80年代 ドラマ外観

 80年代前後のテレビドラマの歴史というか、動向・傾向について、大まかにまとめてみたい。(個々のドラマ作品については、また後日)

 まずそれより以前のテレビドラマというのは10数回で終わるようなものでなく、半年や1年単位でずっと放送されていた。今みたいに一人の脚本家が全ての回の本を書くわけでなく、複数でローテーションで書いていた。急な話の展開があるわけでなく、1話完結のスタイルが多かったのも、この脚本家が複数でまわしていたためだと私は推測している。そして内容もホームドラマといった、家族や家庭を軸にしたものが多かったような。

 それが80年代に入った頃からだと思うが、1クール3ヶ月で10回強の放送というのがじわじわと定着し出してきた。当時、ドラマにおいてはTBSが有力だった。「ふぞろいの林檎たち」、「金曜日の妻たちへ」、「毎度おさわがせします」、「うちの子にかぎって」、「パパはニュースキャスター」、などなど。それぞれ、記憶している人も多いことだろう。これらは好評により、その後、続編やシリーズものが作られた。「男女7人夏物語」、「男女7人秋物語」も忘れることができない。

 そして大映テレビ制作の「不良少女と呼ばれて」、「ポニーテールは振り向かない」、「スクールウォーズ」といった、一連の不良ドラマやくさいドラマもこの時期のTBSのドラマ枠を支えていた。「スチュワーデス物語」もこの時期の大映テレビ制作ものとして忘れるわけにはいかない。

 そこにやがて、トレンディーブームという波がやってき、バラエティで成功したフジテレビがこの波に乗って、ドラマ分野においても台頭してくる。トレンディードラマは何もフジテレビに限ったものではなかったが、他局はどこかに陰の部分というか、メッセージ性を追求していたようだが、フジテレビの場合は局のイメージというか、ドラマにおいても軽薄な部分が多かった。世はまさにバブル経済期。イメージ先行と言うか、あまりにデフォルメしすぎで、おしゃれなマンションに住む主人公達にあまりリアル感を感じることはなかった。

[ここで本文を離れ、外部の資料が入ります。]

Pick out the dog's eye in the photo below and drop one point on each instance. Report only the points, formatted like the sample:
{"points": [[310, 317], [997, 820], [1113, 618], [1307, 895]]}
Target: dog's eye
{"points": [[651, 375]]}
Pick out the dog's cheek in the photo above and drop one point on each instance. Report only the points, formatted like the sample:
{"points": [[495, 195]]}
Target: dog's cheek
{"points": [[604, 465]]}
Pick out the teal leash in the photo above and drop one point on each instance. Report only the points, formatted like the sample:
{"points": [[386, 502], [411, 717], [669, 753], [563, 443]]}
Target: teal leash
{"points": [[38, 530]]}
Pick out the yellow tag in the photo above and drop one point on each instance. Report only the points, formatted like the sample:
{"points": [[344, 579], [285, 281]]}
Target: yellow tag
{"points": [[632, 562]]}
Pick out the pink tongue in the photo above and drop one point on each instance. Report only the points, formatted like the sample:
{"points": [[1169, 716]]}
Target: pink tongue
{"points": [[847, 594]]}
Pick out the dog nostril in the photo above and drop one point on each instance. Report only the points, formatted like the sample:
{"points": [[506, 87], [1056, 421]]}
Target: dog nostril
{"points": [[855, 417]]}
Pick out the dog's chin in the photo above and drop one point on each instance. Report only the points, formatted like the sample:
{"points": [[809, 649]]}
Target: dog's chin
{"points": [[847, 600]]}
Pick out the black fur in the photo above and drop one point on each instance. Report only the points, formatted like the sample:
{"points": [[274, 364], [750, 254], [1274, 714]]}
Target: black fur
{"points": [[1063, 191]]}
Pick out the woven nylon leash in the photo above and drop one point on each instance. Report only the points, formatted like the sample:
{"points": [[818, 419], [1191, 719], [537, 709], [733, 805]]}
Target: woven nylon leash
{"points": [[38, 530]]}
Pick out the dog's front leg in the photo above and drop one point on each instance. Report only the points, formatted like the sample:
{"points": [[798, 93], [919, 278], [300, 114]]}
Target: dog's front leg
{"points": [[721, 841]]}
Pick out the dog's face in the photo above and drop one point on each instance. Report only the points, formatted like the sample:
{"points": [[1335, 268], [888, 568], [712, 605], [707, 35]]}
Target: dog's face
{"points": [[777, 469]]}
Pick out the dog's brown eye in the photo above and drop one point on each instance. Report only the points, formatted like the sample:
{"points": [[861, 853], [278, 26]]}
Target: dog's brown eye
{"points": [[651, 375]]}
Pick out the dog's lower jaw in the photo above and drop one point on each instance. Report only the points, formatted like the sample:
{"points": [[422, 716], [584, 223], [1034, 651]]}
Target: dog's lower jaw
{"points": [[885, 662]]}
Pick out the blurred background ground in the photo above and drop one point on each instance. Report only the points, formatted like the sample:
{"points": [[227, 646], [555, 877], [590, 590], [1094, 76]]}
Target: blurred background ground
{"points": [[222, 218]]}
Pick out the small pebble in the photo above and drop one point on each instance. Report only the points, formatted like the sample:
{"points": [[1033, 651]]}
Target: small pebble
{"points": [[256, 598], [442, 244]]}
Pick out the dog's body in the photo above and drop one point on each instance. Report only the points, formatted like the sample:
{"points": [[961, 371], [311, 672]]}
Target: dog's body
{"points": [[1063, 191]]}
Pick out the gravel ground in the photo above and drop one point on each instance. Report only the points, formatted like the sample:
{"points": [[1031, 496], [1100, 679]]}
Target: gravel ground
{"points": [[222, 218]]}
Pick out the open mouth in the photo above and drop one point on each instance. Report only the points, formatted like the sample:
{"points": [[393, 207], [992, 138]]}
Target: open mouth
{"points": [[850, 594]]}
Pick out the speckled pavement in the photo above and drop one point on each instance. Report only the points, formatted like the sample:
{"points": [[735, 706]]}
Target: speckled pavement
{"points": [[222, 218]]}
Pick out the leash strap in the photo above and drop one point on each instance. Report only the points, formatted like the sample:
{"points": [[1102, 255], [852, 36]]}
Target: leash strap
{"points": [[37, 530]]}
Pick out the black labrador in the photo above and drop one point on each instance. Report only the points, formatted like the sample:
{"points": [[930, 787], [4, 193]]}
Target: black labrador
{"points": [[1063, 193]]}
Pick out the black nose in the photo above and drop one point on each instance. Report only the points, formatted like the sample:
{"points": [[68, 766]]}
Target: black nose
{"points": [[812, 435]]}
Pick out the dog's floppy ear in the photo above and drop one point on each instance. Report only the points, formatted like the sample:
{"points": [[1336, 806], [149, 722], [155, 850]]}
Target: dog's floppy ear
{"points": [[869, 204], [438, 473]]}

 この頃から民放のほとんど全てのドラマが恋愛を軸に展開されるものになった。そしてその路線は約15年の間、変わることなく続いた。お茶の間で家族揃って見ていたからこそホームドラマが成り立っていたわけで、一人、部屋で見るホームドラマが成り立たなくなった気がする。

 今は、警察ものか医者ものくらいしか当たらない。